Most impactful combination in production:

Quantization (INT8/INT4)          → halve memory
+ Flash Attention                 → efficient long context
+ Paged Attention (vLLM)          → max GPU utilization
+ Continuous batching             → max throughput
+ Speculative decoding (optional) → latency for interactive use

Pruning vs Distillation — when to use each: - Pruning: Already have a large model you want to compress; best for structured pruning (remove whole heads/layers); requires hardware that exploits sparsity for unstructured gains. - Distillation: Want a general-purpose smaller model trained from scratch with teacher guidance; better final quality than pruning at the same size; requires training pipeline.


Study Notes

Must-know for interviews: - KV cache stores K and V for all past tokens per layer — avoids O(n²) recomputation during decode - Memory per token per layer = 2 × n_kv_heads × d_head × bytes (know how to derive this) - GQA reduces KV cache memory by sharing K/V across groups of heads — LLaMA-3, Gemma use this - Paged Attention (vLLM) uses virtual memory for KV blocks — eliminates fragmentation, enables prefix sharing - Prefix caching reuses KV cache for shared prompt prefixes — high ROI for chatbot system prompts - Speculative decoding: draft proposes K tokens, target verifies in one pass → 2–3× decode speedup - Continuous batching: remove finished sequences and insert new ones mid-batch → 5–10× throughput vs static batching - Prefill is compute-bound; decode is memory-bandwidth-bound

Quick recall Q&A: - What two phases does LLM inference have?
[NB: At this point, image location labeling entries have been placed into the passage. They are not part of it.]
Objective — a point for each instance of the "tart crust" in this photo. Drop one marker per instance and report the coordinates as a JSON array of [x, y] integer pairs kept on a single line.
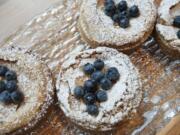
[[35, 82], [98, 29], [123, 98], [166, 33]]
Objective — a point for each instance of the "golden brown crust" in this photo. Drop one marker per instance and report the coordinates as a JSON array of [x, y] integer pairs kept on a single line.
[[98, 30], [36, 83], [166, 48]]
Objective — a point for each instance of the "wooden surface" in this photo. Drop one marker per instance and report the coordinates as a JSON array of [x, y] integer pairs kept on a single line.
[[15, 13]]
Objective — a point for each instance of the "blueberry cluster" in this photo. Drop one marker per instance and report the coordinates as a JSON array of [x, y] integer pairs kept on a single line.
[[120, 13], [9, 92], [176, 23], [94, 90]]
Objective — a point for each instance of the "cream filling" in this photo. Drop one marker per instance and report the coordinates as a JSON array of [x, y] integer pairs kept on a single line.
[[33, 83], [100, 27], [123, 98]]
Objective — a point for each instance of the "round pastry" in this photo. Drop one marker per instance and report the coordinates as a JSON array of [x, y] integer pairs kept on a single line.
[[26, 91], [168, 27], [98, 88], [124, 25]]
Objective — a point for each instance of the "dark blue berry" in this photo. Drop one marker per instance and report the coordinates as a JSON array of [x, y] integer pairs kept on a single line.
[[17, 97], [101, 96], [122, 5], [115, 18], [113, 74], [90, 86], [3, 70], [79, 92], [11, 86], [110, 9], [5, 97], [92, 109], [134, 11], [123, 14], [88, 68], [89, 98], [106, 2], [99, 64], [2, 86], [10, 75], [176, 21], [105, 84], [97, 76], [124, 22], [178, 34]]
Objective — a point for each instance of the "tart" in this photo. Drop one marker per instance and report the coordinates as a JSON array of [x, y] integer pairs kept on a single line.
[[122, 99], [34, 81], [166, 29], [99, 29]]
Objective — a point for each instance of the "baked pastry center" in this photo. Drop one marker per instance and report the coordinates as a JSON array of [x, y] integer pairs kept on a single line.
[[167, 31], [35, 82], [123, 98], [98, 29]]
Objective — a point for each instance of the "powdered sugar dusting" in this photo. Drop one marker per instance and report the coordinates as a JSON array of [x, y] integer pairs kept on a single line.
[[124, 96], [99, 28], [34, 80]]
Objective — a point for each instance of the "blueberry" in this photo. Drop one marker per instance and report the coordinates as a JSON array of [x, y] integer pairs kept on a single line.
[[105, 84], [113, 74], [124, 22], [178, 34], [10, 75], [93, 109], [3, 70], [101, 96], [99, 64], [17, 97], [123, 14], [176, 21], [88, 68], [89, 98], [97, 76], [110, 9], [115, 18], [79, 92], [2, 86], [106, 2], [5, 97], [122, 5], [11, 86], [90, 86], [134, 11]]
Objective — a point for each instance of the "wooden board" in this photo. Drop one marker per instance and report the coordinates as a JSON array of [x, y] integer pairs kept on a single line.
[[54, 35]]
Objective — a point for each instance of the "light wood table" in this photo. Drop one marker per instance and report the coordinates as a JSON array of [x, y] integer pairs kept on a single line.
[[15, 13]]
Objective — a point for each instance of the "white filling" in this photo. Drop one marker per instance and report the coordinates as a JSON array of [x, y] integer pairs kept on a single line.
[[121, 94]]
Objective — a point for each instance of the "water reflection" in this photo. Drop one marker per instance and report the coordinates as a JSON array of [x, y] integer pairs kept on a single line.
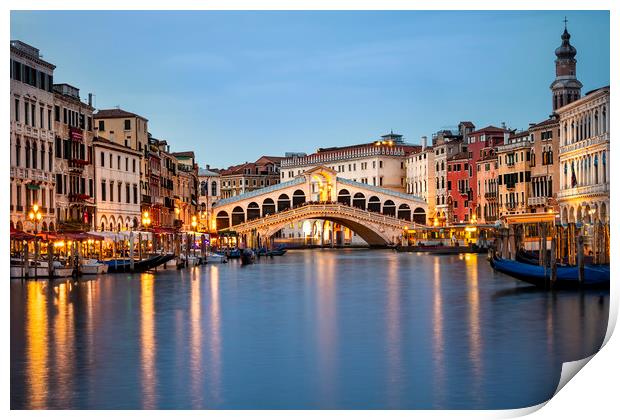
[[394, 332], [473, 299], [36, 345], [148, 343], [438, 336], [312, 329]]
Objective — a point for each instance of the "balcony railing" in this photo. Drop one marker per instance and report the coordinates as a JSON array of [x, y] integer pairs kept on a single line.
[[592, 141], [585, 190], [537, 201]]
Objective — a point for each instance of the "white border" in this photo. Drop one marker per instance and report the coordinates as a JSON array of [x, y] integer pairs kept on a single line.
[[593, 394]]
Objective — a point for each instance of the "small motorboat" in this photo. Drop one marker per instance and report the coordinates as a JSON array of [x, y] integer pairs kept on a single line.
[[214, 257], [93, 267], [247, 256], [595, 276], [277, 252], [234, 253]]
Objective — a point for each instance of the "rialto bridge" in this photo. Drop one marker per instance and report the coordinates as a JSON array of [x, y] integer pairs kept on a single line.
[[376, 214]]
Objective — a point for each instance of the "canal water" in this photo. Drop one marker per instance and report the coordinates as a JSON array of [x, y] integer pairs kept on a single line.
[[328, 329]]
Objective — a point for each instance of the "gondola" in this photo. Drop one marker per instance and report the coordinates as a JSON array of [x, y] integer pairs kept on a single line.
[[123, 265], [567, 277]]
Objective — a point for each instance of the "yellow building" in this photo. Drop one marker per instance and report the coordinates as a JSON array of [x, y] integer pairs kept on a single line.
[[513, 169]]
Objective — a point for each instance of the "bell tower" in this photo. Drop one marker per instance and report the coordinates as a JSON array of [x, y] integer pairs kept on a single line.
[[565, 88]]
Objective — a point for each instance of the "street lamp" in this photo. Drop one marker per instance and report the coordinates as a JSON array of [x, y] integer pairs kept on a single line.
[[35, 216], [146, 219]]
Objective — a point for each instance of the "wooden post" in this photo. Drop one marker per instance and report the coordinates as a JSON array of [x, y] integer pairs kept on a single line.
[[36, 258], [131, 263], [580, 259], [554, 268], [543, 251], [50, 260]]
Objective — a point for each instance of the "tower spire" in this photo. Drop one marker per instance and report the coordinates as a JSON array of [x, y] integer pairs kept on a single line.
[[565, 88]]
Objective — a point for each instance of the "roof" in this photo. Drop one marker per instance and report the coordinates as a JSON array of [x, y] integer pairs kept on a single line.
[[116, 113], [207, 172], [545, 123], [488, 128], [459, 156], [184, 154]]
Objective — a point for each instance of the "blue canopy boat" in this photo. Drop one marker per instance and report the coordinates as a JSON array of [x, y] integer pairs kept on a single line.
[[122, 265], [595, 276]]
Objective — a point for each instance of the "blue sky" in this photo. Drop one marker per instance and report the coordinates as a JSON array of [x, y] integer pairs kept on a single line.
[[236, 85]]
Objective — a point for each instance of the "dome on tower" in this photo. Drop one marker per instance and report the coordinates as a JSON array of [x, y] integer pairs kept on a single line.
[[565, 50]]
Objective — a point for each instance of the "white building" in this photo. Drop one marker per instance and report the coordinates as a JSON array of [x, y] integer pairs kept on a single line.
[[31, 138], [117, 180], [584, 159], [420, 175], [209, 191]]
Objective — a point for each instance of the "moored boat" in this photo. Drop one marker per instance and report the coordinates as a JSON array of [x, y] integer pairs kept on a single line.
[[595, 276]]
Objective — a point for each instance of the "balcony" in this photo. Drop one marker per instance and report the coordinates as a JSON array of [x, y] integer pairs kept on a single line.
[[585, 190], [31, 174], [79, 198], [580, 145], [537, 201]]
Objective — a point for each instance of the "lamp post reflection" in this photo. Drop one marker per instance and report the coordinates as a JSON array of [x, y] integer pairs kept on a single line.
[[37, 345], [148, 344]]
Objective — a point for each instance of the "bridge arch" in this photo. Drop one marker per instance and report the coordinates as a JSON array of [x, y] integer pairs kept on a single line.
[[269, 207], [284, 202], [374, 204], [404, 212], [359, 201], [419, 216], [253, 211], [344, 197], [222, 221], [389, 208], [238, 215], [299, 197]]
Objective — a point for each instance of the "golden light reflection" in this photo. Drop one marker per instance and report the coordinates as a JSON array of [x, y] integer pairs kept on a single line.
[[473, 298], [195, 342], [393, 327], [438, 338], [327, 335], [36, 343], [147, 337], [64, 342], [215, 336]]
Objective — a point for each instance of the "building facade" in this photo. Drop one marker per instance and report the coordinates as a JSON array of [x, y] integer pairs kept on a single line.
[[74, 169], [380, 163], [31, 138], [420, 174], [209, 182], [513, 169], [446, 144], [486, 186], [458, 187], [117, 180], [584, 159], [250, 176]]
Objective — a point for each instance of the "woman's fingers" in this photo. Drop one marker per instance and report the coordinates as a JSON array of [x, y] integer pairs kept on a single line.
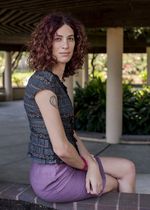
[[88, 185]]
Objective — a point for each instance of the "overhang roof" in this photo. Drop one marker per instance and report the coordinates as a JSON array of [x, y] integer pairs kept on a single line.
[[19, 17]]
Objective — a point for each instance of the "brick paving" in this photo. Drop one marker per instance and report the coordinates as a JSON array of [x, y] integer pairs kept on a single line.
[[109, 201], [14, 183]]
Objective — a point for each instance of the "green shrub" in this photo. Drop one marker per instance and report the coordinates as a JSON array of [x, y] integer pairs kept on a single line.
[[90, 108]]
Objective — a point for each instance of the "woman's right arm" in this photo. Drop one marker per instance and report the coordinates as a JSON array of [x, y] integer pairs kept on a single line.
[[48, 105]]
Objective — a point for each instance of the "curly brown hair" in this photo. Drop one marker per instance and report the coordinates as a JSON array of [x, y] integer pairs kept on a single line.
[[40, 45]]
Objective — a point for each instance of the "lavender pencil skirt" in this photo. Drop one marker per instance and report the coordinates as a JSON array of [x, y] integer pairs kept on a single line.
[[60, 182]]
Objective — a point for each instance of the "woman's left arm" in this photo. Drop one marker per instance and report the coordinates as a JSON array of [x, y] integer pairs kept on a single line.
[[93, 176]]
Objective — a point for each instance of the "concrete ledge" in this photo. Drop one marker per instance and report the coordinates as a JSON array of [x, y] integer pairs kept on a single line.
[[109, 201]]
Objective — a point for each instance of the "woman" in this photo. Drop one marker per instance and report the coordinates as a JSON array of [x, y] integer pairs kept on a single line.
[[62, 168]]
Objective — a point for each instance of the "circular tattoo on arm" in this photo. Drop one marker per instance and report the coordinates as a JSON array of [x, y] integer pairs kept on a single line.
[[53, 101]]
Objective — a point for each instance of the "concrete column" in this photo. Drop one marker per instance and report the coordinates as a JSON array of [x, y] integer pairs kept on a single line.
[[85, 73], [148, 65], [69, 84], [114, 85], [7, 77]]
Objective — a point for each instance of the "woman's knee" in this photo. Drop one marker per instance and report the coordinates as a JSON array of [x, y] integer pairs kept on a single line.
[[111, 184], [130, 168]]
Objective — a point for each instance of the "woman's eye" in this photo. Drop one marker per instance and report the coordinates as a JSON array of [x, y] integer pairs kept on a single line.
[[71, 38]]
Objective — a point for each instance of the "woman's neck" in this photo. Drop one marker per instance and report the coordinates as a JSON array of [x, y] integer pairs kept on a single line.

Prefill (process prompt in parallel) and decode (generate one token at a time). - Why does a large batch size improve throughput but hurt latency? More sequences share the GPU → higher utilization → more tokens/second total. But each sequence waits longer for the batch to cycle → higher per-request latency. - What is Paged Attention? A virtual memory system for KV cache blocks — non-contiguous physical allocation with page tables, eliminating memory fragmentation. - How does GQA differ from MHA? GQA groups query heads and shares a single K/V pair per group; MHA has unique K/V per head. GQA reduces KV cache by h/G× with minimal quality loss. - When does speculative decoding NOT help? When the draft model acceptance rate is low — i.e., highly creative, diverse generation where the draft model's predictions are often wrong.